Mr Townsend said there was no economic downturn. Unemployment in the region was low and the business failure rate was “normal”. Most businesses forced to shift out of the CBD had relocated elsewhere.

For example, a cheesemonger had rebuilt his business on the back of a truck, collecting customers’ email addresses so he could notify them where the business would be because it had become mobile. Turnover was now 20% higher than before the quakes. “Businesses are reinventing themselves; creating success from misery.”

NZ Government assistance, with $210 million injected immediately to help businesses pay wages, had ensured the business fabric was “in good shape”. “It was a huge support mechanism because it kept cash flow going.”

Business owners’ “sheer bloody mindedness” helped. “Businesses were smacked around, but they kept going.”

After the February 22, 2011, quake there had been some “stupid behaviour”, with business owners risking their lives to go into the red zone to collect records and equipment required to help them continue operating their businesses. “That’s part of who we are. A limited liability company can be part of your soul, your being, your fabric.”

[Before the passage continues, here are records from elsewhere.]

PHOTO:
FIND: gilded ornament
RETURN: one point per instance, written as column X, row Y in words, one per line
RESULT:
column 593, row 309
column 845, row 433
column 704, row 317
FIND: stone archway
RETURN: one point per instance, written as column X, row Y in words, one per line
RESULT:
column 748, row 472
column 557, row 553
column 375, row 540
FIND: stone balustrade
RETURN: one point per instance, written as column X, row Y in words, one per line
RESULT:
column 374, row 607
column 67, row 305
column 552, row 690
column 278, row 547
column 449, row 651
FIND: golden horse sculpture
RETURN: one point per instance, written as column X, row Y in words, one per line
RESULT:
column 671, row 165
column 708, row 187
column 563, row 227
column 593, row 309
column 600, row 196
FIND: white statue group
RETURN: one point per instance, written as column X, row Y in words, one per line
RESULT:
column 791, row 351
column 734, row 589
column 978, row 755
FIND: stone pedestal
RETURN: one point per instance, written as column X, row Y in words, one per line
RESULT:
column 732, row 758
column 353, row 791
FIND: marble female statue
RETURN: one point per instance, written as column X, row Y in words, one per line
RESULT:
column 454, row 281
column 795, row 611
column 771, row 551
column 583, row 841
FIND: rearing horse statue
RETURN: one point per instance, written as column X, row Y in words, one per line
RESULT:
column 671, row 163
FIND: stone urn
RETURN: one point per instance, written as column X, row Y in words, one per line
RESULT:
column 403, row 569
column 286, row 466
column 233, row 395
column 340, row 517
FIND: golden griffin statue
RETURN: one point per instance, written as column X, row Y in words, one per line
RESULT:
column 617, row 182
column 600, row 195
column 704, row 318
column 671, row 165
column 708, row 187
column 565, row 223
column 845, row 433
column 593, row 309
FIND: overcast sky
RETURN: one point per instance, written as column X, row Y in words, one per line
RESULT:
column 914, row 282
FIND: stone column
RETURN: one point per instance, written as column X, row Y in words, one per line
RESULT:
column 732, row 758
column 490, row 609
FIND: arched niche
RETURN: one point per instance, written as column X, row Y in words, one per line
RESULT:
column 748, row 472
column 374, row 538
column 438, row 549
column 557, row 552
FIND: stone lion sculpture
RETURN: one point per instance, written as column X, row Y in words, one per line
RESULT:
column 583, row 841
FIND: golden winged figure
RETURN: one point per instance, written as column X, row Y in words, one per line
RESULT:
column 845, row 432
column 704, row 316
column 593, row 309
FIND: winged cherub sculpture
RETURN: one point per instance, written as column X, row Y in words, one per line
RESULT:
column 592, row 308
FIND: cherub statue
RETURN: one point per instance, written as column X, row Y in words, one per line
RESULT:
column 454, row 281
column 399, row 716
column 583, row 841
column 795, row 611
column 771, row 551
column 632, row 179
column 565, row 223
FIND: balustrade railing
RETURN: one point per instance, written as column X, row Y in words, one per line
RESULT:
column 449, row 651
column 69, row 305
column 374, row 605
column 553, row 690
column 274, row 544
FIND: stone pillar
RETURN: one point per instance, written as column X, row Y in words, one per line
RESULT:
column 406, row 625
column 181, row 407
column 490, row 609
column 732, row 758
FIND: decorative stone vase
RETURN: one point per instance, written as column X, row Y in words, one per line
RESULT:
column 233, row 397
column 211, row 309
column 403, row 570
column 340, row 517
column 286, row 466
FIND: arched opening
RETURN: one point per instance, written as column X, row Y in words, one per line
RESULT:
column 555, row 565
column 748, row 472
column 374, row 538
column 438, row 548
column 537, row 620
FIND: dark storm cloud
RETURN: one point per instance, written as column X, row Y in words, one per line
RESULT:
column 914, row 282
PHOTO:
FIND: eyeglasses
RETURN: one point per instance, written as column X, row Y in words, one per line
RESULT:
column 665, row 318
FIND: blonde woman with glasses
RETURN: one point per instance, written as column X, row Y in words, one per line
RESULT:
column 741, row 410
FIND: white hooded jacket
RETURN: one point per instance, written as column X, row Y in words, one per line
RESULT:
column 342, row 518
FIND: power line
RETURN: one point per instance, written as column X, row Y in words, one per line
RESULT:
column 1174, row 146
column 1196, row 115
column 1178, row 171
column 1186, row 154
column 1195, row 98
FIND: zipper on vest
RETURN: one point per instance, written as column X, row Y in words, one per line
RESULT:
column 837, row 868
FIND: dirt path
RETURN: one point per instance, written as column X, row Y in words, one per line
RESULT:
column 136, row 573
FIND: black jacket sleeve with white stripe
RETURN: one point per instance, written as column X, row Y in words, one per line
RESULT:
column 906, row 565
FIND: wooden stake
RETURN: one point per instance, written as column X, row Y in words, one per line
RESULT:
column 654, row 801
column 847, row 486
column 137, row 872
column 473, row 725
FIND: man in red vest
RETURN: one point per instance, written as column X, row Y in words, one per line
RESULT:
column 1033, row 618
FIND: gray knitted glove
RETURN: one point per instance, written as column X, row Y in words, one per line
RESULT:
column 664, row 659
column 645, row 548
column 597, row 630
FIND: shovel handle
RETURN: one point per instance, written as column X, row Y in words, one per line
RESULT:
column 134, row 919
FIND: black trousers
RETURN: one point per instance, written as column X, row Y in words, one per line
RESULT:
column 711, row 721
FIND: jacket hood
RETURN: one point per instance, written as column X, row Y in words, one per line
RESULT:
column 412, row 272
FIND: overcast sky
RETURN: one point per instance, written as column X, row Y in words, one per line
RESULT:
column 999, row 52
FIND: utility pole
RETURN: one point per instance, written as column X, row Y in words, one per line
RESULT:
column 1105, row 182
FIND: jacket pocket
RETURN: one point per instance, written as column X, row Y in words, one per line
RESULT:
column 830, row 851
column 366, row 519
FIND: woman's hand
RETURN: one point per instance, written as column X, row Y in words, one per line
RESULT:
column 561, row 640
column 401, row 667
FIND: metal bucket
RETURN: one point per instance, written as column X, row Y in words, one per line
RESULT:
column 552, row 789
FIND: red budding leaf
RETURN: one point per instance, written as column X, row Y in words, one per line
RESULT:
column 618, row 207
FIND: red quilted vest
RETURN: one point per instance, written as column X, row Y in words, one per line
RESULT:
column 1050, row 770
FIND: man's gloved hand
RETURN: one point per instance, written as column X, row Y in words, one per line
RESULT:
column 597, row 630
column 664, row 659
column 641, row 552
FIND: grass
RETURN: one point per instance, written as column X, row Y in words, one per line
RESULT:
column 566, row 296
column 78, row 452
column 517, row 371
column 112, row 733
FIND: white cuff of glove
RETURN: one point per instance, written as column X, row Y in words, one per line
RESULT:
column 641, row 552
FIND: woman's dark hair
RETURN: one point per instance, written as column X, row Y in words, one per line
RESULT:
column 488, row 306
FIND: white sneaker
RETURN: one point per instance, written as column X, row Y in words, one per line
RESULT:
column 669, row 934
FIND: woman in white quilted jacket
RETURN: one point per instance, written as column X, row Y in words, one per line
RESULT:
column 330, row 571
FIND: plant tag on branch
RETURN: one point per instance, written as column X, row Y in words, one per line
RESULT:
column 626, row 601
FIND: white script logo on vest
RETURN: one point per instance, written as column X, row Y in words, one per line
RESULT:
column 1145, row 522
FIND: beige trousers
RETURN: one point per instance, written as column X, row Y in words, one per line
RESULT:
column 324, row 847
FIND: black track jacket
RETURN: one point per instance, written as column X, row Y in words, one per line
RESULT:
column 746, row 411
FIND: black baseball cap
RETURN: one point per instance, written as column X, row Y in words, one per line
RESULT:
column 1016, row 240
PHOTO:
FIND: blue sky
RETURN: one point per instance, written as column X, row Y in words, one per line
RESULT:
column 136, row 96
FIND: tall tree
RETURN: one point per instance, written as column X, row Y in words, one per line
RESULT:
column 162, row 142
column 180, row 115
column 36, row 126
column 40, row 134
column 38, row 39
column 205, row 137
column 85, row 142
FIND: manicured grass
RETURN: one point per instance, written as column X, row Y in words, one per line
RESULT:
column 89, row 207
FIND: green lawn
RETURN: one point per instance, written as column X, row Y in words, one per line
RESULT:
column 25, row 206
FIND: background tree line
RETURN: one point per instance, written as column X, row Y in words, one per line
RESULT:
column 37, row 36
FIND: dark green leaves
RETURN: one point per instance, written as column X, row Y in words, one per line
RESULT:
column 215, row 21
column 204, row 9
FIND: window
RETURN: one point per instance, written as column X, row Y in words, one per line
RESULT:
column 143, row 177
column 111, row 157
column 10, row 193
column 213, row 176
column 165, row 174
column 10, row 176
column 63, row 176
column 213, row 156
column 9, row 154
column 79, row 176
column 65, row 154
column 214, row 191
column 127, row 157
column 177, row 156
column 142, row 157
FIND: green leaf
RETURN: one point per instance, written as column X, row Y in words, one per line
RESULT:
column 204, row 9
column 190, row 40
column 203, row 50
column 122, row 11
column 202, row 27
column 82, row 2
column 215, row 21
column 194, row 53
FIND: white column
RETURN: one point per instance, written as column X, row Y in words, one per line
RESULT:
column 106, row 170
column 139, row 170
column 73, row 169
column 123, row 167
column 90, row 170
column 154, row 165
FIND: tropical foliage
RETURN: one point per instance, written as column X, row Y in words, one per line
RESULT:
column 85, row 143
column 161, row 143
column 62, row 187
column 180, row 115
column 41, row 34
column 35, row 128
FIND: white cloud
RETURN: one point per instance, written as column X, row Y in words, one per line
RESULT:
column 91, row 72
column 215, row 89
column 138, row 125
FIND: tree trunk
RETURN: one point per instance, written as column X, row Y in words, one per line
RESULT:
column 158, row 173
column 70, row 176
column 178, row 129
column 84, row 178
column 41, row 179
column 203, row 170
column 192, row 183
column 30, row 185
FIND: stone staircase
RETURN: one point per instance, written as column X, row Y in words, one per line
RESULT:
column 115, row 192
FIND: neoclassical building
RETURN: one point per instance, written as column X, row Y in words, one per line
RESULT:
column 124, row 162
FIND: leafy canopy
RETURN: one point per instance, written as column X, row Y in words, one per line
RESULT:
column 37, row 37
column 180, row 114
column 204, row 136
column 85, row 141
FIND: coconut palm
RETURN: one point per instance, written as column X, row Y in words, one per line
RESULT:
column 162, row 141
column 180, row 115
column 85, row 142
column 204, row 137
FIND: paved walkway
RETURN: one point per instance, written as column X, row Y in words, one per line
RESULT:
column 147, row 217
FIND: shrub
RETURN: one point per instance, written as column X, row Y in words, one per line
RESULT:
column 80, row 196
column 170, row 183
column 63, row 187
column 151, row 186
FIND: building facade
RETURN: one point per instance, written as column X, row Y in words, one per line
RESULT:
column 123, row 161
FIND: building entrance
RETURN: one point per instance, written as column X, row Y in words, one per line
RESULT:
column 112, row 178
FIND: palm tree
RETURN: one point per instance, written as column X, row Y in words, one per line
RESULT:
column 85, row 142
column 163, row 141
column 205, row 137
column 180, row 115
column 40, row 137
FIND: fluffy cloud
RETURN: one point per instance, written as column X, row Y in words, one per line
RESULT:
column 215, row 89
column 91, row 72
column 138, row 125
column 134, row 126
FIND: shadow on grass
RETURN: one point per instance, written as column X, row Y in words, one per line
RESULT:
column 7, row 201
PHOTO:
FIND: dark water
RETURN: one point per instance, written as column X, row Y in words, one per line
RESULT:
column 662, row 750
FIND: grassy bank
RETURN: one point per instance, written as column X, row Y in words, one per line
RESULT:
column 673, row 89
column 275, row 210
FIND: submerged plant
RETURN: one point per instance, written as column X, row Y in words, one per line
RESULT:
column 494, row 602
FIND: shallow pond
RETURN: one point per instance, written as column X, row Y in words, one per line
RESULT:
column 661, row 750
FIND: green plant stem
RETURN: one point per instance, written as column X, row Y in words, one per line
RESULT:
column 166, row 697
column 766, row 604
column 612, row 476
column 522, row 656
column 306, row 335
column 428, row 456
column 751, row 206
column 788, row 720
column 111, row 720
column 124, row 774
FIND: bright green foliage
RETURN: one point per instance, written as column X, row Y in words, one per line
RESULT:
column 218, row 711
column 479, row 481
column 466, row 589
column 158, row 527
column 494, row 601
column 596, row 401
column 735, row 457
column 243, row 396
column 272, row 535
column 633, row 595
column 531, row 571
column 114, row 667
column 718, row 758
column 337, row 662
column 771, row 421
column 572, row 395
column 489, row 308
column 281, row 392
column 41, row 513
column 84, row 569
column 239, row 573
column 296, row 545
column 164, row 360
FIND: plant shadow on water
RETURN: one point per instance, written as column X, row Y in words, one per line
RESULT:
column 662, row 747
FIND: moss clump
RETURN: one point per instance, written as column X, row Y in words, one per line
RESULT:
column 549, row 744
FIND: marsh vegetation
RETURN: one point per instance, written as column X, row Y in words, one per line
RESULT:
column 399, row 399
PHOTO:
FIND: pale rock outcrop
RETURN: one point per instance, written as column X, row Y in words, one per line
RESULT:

Mr Townsend rejected claims the CBD would become a desert or a donut. “It was that before the quakes. We had a lot of shonky buildings, but [the quakes] got rid of them. From an insurance perspective, we’re now the best risk because buildings are reinforced to earthquake standards.”    

Canterbury faced cascading constraints on the rebuild. Initially seismic activity was one. “Things were still moving around.”

The complexity of the insurance system and scale of the disaster meant settlements were taking a long time. The Earthquake Commission was “overwhelmed and had to reinvent itself”. Insurance was no longer a constraint, but there was a long tail and a lot of litigation still to come.

The consent process for rebuilds was slow; and builders were constrained by human resources and material supplies. “We were well insured, but people are putting betterments into their rebuilds.”

Christchurch of the future would be well laid out, respect its river and be a city with “amazing designs” and “the best airport in NZ”. There would be no cheap concrete-slab replacements.

Quizzed on building quality, Mr Townsend said the city could not afford any “shonky” rebuilds, but agreed there were always exceptions.

The Canterbury region had 70% of NZ’s irrigated land, but used only 4% of its available fresh water. Mr Townsend said the region had a future in more than dairy, with the ability to harvest water. It grew 42% of the world’s carrot seeds and a similar amount of the global radish seed supply.

“Our grandchildren will see we have created a city that people want to live in and work in and that’s the ultimate reward,” he said.